Main content area

Why SST trend in North Pacific is peculiarly negative against warming trend elsewhere since 1958

Huang, Yu, Li, Tim, Wu, Bo
Climate dynamics 2019 v.52 no.7-8 pp. 4447-4461
General Circulation Models, basins, climate, cooling, global warming, greenhouse gases, latent heat flux, theoretical models, wind
A simple theoretical model is constructed to understand the cause of a peculiar cooling trend in North Pacific under the background of the greenhouse gases induced global warming during the past 50 years. It is found that the North Pacific cooling is caused by the increase of surface upward latent heat flux due to the atmosphere and the decrease of surface downward shortwave radiative flux. The former is attributed to enhanced low-level westerlies, while the latter is caused by the increase of stratus cloud over North Pacific. An atmosphere general circulation model is utilized to investigate the cause of the wind and low-level cloud changes.
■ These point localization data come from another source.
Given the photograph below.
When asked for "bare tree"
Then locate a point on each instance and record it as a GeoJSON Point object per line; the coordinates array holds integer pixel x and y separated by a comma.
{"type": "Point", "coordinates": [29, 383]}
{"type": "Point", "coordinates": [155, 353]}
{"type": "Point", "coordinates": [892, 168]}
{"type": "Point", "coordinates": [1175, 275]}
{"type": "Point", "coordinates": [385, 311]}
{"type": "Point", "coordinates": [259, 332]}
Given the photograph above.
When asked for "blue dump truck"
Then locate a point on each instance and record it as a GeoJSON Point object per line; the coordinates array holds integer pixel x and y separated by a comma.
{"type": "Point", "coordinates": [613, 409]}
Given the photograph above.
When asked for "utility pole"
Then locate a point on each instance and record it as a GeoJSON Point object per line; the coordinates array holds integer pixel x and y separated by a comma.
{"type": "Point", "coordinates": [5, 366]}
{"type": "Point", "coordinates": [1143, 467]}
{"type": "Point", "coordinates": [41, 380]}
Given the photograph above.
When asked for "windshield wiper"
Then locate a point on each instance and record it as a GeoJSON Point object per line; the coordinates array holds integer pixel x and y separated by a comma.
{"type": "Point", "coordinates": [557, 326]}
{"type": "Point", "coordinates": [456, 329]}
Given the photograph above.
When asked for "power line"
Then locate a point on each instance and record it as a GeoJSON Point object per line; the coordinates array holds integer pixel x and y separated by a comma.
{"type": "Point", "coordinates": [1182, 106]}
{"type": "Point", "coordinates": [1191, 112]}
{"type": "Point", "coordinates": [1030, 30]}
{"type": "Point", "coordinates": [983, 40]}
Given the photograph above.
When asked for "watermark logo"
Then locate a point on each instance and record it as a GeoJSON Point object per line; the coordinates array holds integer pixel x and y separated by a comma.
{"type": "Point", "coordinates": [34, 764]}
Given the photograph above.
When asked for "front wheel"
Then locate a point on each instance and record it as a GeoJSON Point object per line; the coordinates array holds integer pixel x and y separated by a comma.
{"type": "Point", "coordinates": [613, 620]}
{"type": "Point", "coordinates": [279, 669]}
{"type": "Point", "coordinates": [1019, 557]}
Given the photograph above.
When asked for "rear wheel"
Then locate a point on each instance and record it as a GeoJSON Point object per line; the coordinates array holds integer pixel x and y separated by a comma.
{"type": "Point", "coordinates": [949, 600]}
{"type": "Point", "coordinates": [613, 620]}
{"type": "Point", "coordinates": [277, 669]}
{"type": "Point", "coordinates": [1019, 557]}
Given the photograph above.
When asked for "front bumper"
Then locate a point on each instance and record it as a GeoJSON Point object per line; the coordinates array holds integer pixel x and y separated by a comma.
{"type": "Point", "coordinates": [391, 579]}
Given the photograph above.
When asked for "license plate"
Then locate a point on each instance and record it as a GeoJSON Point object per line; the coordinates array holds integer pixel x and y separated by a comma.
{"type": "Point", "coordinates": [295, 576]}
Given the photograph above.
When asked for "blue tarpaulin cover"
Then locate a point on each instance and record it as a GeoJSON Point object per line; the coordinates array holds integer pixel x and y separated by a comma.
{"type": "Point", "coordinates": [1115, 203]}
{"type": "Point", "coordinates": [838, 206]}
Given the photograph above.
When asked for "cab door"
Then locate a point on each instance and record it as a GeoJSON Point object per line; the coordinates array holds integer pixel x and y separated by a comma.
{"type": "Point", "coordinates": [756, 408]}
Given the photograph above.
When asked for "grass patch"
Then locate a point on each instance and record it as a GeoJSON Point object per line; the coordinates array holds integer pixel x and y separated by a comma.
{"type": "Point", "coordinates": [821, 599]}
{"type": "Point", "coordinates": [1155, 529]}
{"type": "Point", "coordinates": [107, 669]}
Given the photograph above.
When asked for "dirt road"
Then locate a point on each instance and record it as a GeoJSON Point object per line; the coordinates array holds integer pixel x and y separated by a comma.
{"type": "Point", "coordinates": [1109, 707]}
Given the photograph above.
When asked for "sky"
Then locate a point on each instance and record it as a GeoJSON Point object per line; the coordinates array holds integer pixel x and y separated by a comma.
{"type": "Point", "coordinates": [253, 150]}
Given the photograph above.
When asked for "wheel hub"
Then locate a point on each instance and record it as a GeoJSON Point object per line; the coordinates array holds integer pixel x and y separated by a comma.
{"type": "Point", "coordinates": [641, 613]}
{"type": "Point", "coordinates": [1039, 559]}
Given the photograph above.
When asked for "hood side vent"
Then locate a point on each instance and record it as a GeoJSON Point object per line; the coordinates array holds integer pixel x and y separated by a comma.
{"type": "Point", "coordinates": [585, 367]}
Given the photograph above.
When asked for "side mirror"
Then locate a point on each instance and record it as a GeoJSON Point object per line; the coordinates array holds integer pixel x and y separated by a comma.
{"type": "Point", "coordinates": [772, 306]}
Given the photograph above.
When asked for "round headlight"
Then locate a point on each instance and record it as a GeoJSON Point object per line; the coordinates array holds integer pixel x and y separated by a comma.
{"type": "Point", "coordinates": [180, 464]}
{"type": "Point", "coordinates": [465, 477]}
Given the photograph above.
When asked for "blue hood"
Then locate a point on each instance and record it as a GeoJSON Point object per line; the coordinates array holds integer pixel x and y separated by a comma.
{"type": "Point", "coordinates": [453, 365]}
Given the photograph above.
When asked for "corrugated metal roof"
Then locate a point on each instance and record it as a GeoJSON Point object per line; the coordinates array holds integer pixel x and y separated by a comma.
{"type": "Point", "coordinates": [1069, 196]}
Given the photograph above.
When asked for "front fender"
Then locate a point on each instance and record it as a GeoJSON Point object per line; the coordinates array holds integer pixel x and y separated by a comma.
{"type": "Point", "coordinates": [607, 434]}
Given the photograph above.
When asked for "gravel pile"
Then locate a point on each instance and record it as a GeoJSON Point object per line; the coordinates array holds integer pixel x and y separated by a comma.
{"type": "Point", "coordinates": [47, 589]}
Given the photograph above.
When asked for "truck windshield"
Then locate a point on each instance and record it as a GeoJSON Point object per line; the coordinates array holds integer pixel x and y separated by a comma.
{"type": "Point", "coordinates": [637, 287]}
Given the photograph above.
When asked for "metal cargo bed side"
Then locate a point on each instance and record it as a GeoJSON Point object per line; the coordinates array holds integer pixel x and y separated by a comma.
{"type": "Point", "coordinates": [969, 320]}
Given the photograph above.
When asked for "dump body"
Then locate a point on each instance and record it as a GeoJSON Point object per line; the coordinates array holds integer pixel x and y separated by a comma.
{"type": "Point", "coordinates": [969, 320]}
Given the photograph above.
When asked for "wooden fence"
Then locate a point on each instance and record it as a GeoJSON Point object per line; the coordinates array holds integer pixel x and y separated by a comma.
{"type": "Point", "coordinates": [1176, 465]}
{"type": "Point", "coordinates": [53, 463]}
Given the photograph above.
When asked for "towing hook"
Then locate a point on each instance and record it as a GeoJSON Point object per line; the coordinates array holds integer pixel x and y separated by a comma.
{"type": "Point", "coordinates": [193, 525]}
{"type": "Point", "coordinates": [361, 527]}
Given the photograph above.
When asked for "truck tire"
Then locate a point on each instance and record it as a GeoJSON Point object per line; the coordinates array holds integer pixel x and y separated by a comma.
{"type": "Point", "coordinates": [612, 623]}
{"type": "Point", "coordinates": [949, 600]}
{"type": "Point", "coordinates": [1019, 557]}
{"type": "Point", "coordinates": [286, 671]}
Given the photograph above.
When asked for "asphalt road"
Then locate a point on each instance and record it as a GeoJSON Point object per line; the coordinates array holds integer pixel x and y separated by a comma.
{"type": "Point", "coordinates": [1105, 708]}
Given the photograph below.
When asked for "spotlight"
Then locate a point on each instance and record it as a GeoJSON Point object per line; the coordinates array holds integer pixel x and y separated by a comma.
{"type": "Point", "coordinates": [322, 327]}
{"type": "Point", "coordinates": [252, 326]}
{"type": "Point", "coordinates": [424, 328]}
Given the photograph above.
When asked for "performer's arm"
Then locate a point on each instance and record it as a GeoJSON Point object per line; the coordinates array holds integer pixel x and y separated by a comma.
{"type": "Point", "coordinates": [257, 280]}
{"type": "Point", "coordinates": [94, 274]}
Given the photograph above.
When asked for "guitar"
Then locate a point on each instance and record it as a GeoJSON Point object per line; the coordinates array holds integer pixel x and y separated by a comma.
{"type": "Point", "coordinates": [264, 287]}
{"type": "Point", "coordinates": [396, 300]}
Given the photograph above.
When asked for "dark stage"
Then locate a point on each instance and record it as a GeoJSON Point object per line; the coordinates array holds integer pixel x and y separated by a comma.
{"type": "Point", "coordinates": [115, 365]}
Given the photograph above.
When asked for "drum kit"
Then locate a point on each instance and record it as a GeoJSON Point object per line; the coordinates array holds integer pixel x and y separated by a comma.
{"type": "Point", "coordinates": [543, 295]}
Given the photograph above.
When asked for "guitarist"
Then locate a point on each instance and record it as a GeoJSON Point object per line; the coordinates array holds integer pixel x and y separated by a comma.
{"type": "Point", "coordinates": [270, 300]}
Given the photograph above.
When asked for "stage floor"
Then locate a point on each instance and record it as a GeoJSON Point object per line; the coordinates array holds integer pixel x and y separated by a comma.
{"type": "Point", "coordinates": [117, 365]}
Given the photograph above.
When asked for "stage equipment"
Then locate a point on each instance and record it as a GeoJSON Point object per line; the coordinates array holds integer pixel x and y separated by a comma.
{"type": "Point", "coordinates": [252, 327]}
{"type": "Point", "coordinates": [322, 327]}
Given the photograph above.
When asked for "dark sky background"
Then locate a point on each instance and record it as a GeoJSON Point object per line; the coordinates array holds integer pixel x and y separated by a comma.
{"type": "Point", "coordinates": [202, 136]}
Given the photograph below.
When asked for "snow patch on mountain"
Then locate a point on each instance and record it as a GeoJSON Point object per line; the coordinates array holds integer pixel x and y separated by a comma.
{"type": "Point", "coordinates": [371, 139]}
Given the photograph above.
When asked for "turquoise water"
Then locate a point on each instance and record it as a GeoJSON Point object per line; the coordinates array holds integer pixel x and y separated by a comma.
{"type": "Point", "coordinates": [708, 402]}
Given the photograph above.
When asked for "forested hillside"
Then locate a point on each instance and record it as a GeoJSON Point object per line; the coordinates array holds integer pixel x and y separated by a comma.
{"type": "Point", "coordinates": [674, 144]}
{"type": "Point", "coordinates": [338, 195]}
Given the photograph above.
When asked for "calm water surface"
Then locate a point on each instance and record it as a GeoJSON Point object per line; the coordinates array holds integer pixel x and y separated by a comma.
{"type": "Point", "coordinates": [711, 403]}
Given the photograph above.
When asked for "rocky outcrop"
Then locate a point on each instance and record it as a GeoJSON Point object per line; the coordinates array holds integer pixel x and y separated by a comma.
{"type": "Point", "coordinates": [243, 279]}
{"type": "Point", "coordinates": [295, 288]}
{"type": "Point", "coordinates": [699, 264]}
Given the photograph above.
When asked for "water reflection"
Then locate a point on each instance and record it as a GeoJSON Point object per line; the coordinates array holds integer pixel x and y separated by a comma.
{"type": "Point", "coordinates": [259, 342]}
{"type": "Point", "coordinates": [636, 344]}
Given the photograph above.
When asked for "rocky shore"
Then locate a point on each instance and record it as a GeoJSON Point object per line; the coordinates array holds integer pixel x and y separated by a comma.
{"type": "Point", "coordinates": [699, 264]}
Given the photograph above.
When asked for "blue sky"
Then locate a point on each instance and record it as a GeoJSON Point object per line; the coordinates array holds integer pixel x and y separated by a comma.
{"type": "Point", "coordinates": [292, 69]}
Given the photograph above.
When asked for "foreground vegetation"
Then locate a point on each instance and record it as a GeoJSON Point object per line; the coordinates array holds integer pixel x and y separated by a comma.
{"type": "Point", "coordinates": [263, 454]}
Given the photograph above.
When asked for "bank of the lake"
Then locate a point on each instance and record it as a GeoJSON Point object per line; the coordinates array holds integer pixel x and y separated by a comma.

It is found that the strengthened westerly in North Pacific is the result of an atmospheric teleconnection pattern forced by the SSTAs warming in the tropical Pacific. The SSTAs warming in other tropical basins, along with the local cooling in North Pacific, tends to reduce the tropical Pacific SSTAs forcing effect. In addition, the increased local low-level cloud response to the tropical Pacific SSTAs forcing is also responsible for the cooling trend in North Pacific. The increased local stratus cloud may enhance the cooling through a positive feedback among the SST, atmospheric static stability and stratus cloud.